Nov. 3 (Bloomberg) -- Hong Kong stocks fell, dragging the Hang Seng Index to a one-week low, after the city’s home sales slid and European leaders withheld aid payments to Greece ahead of a referendum on a bailout agreement.
Developer Cheung Kong (Holdings) Ltd., controlled by billionaire Li Ka-shing, fell 3.7 percent. Standard Chartered Plc, the U.K.’s second-biggest lender by market value, declined 4 percent. Cnooc Ltd., the country’s largest offshore oil producer, retreated 3.7 percent after crude prices declined. Lenovo Group Ltd., China’s biggest maker of personal computers, jumped 3.2 percent after its second-quarter profit surged, beating analyst estimates.

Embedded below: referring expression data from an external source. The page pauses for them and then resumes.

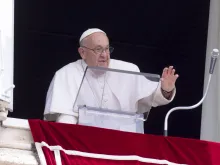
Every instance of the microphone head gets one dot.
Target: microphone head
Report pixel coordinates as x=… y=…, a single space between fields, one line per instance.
x=215 y=53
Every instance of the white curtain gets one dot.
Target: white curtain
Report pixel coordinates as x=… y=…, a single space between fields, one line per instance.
x=210 y=123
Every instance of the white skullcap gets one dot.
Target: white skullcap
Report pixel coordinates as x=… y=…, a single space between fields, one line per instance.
x=89 y=32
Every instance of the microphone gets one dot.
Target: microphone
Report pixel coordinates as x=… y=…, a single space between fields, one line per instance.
x=215 y=54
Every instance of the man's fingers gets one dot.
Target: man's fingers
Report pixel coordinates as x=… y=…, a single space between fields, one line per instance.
x=170 y=69
x=173 y=71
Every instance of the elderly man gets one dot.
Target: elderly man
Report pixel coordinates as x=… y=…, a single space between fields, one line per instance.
x=95 y=51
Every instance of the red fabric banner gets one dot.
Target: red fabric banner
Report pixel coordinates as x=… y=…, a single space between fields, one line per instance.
x=67 y=144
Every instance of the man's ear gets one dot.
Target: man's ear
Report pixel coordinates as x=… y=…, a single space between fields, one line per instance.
x=82 y=53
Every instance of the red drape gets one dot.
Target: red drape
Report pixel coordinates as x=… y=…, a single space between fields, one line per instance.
x=110 y=142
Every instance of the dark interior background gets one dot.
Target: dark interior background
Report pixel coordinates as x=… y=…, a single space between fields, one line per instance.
x=151 y=34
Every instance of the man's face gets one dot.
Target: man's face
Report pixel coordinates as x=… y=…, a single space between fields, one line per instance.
x=95 y=50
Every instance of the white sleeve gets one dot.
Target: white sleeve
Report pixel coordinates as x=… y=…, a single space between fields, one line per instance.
x=68 y=119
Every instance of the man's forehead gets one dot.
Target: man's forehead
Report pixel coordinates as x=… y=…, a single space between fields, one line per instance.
x=97 y=39
x=90 y=32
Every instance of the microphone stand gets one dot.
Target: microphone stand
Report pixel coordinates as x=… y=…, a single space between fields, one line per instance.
x=215 y=54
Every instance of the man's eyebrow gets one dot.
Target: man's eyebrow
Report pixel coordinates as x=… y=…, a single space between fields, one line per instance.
x=99 y=46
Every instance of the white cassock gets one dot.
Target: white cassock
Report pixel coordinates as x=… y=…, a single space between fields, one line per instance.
x=115 y=91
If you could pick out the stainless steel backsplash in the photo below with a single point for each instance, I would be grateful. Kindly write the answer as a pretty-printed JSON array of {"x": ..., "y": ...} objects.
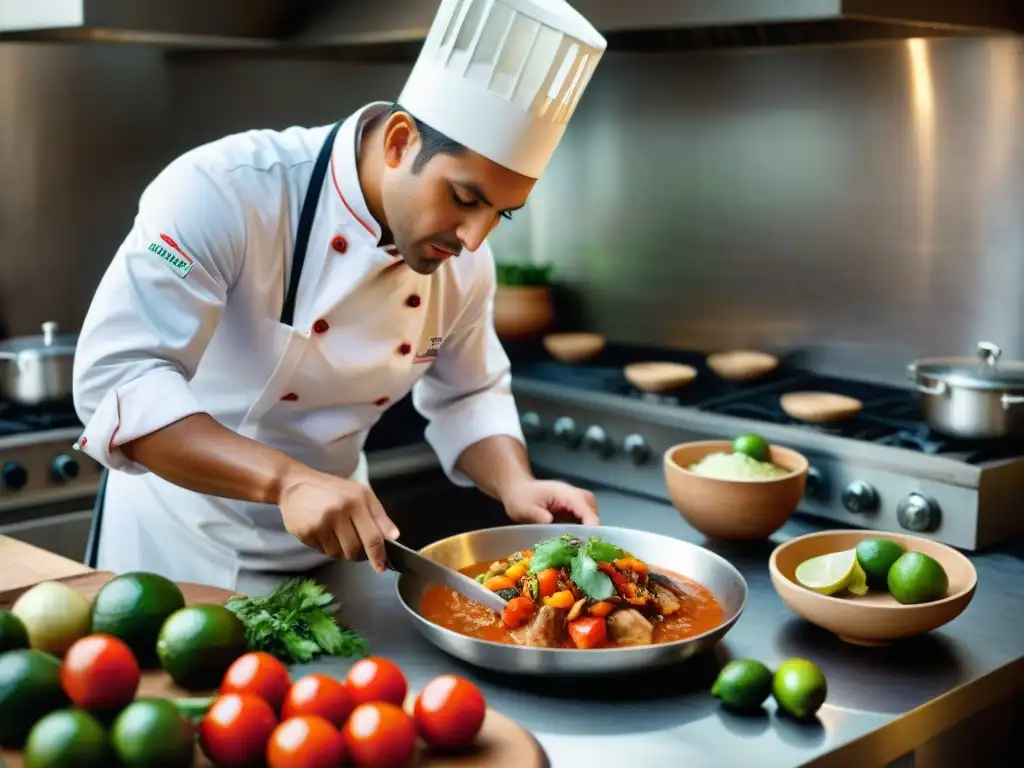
[{"x": 860, "y": 205}]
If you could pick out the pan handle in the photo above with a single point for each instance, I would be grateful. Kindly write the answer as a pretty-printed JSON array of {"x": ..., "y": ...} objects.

The Hang Seng Index fell 2.5 percent to 19,242.50, its lowest close since Oct. 26. All but two stocks declined in the 46-member gauge. The Hang Seng China Enterprises Index of Chinese companies listed in Hong Kong dropped 1.4 percent.
“What we will see is not only a hard default of Greece but a breakdown of the euro-zone” should the nation reject the bailout pact, said Francis Lun, managing director at Lyncean Holdings Ltd. “The psychological effect from the financial meltdown will be severe, a pandemonium.” Property in Hong Kong is overpriced, and the market is headed for a drop as developers cut prices, he said.
The Hang Seng Index tumbled 16 percent this year on concern Europe’s debt crisis will spread and China will maintain tight monetary policies. Companies in the index traded at 10.4 times estimated earnings, down from 14.4 times as of Dec. 31, according to data compiled by Bloomberg. The Standard & Poor’s 500 Index is at 12.5 times.
Standard Chartered sank 4 percent to HK$172.80, while Cosco Pacific Ltd., which has container facilities at Greece’s Piraeus port, slid 5 percent to HK$9.99. HSBC Holdings Plc, Europe’s largest bank by market value, fell 2.9 percent to HK$65.50.
Talks ended in Cannes, France late yesterday with German Chancellor Angela Merkel and French President Nicolas Sarkozy withholding 8 billion euros ($11 billion) of assistance and warning Greece it will surrender all European aid if it votes against a bailout package agreed upon last week. China won’t revise its domestic monetary policy, Zhang Tao, director general of the international department of the People’s Bank of China, said in Cannes before a Group of 20 nations summit.
“As to China’s domestic monetary policy, we will not change,” Zhang told reporters.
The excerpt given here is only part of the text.